For most people, at this moment you will raise your arms and shout that economics has never given a straightforward answer. Policymakers, such as those at the Bank of England, tend to erase their precious cunning words for this situation and call the prospects “extremely uncertain.” Generally speaking, when the present (not to mention the future) is so uncertain, they will also try to avoid changing policies.

But this is not the time to give up and go home. After careful analysis of the national accounts of the United Kingdom and other countries, consistent stories have indeed emerged from the fog, with very clear policy prescriptions.

Going back to the first principle, we should not be surprised that there are such data discrepancies. The first thing people learn in a macroeconomics course is that there are three ways to measure the size of an economy and its growth rate.

Statisticians can measure the output of the goods and services produced, they can evaluate the expenditure required to purchase these outputs, and they can quantify the income of the people who provide the goods and services in the form of wages and profits. By definition, these three are equal, but measurement errors usually cause small differences between them in practice.

The bar chart (%) of the gap between nominal GDP in the third quarter of 2021 and the fourth quarter of 2019 shows that regardless of the measurement used, the UK's nominal GDP pandemic growth is stronger than many other countries

The current problem in the UK is that there are huge differences. In terms of output, the actual coronavirus recovery in the UK is close to that of its European counterparts in the G7, but lags behind the US. When using expenditure or income measures, the performance looks worse, with the UK economy lagging behind the G7.

Of course, none of these are photos shown by Rishi Sunak. The Chancellor of the Exchequer likes to boast that “we expect to achieve the fastest growth in the G7 this year”, forgetting that 2021 will only cover part of the pandemic.

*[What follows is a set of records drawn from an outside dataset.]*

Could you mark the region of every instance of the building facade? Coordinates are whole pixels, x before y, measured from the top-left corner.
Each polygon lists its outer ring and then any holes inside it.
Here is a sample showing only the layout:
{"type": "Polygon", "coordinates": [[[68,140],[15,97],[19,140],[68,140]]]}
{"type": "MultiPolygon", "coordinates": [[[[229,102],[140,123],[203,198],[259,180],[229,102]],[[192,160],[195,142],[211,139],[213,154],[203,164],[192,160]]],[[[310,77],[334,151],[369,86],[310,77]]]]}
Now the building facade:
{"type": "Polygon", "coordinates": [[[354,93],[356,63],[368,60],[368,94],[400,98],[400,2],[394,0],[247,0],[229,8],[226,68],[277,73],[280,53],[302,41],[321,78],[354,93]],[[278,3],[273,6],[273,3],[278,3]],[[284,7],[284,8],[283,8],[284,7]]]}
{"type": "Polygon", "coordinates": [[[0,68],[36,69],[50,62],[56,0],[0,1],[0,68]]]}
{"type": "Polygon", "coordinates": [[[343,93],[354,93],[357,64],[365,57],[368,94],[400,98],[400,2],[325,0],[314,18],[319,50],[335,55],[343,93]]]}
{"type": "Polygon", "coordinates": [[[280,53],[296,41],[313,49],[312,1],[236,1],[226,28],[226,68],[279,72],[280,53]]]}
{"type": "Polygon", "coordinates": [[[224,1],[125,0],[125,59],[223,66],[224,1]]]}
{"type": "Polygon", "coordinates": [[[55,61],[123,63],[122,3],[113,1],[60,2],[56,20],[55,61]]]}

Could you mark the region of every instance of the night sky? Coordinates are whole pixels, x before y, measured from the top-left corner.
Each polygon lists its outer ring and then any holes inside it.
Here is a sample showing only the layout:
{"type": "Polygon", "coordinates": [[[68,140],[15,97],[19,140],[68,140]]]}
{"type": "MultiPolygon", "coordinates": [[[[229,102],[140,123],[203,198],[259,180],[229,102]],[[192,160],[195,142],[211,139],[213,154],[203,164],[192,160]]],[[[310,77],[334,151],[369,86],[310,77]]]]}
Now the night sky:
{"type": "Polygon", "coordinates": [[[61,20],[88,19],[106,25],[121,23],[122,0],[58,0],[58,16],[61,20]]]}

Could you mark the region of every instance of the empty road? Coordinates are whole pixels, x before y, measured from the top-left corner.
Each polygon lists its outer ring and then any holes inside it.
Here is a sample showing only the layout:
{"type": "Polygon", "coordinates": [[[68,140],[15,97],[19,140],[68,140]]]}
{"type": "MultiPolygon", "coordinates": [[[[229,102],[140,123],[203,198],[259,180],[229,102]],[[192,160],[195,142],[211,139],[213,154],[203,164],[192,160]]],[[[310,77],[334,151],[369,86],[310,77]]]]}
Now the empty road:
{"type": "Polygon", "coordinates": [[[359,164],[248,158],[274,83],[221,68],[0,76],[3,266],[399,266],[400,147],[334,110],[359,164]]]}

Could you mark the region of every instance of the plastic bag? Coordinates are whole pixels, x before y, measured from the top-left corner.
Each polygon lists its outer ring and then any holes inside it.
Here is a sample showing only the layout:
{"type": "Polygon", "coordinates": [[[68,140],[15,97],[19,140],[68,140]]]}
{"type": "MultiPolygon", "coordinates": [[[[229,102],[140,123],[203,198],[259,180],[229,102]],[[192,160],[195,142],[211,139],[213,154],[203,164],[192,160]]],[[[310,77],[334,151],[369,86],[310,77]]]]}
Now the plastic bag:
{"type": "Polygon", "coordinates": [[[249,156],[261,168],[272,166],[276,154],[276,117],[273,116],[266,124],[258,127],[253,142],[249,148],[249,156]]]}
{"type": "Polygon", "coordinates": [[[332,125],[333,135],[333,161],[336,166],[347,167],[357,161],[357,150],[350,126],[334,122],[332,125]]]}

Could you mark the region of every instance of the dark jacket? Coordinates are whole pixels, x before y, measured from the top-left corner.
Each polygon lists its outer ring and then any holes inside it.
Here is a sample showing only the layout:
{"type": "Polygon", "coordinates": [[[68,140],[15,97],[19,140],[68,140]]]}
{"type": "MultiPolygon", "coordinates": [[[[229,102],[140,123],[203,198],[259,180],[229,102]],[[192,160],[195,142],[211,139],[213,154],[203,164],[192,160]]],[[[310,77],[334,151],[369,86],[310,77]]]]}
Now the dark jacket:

However, actual national accounts are not sufficient to fully understand the economy, because during a pandemic, it is particularly difficult for statisticians to adjust the value of expenditure, income, and output in accordance with inflation. It is usually easier to measure the cash value of a transaction, so nominal comparisons are crucial and may be more accurate.

The bar graph of implicit price changes (%) since the fourth quarter of 2019 shows that the UK had the highest level of implicit domestic inflation during the pandemic

In the presence of data, these indicate that the UK performs better internationally in all methods of measuring the economy. Whether it is nominal output, income or expenditure, the funds flowing around the British economy are already much higher than the pre-pandemic levels, and very close to those of the United States.

Based on economic nominal growth data and estimates of actual changes in the volume of goods and services produced, the implied domestic inflation rate since the end of 2019 was slightly higher than 6%. This is the part of the national accounts that really tops the G7 rankings.

Despite the data difficulties, a truth can be seen in the fog surrounding the British economy. It may perform worse than its peers, and it will almost certainly generate more domestic inflation. This is an economy that no longer needs emergency stimulus levels.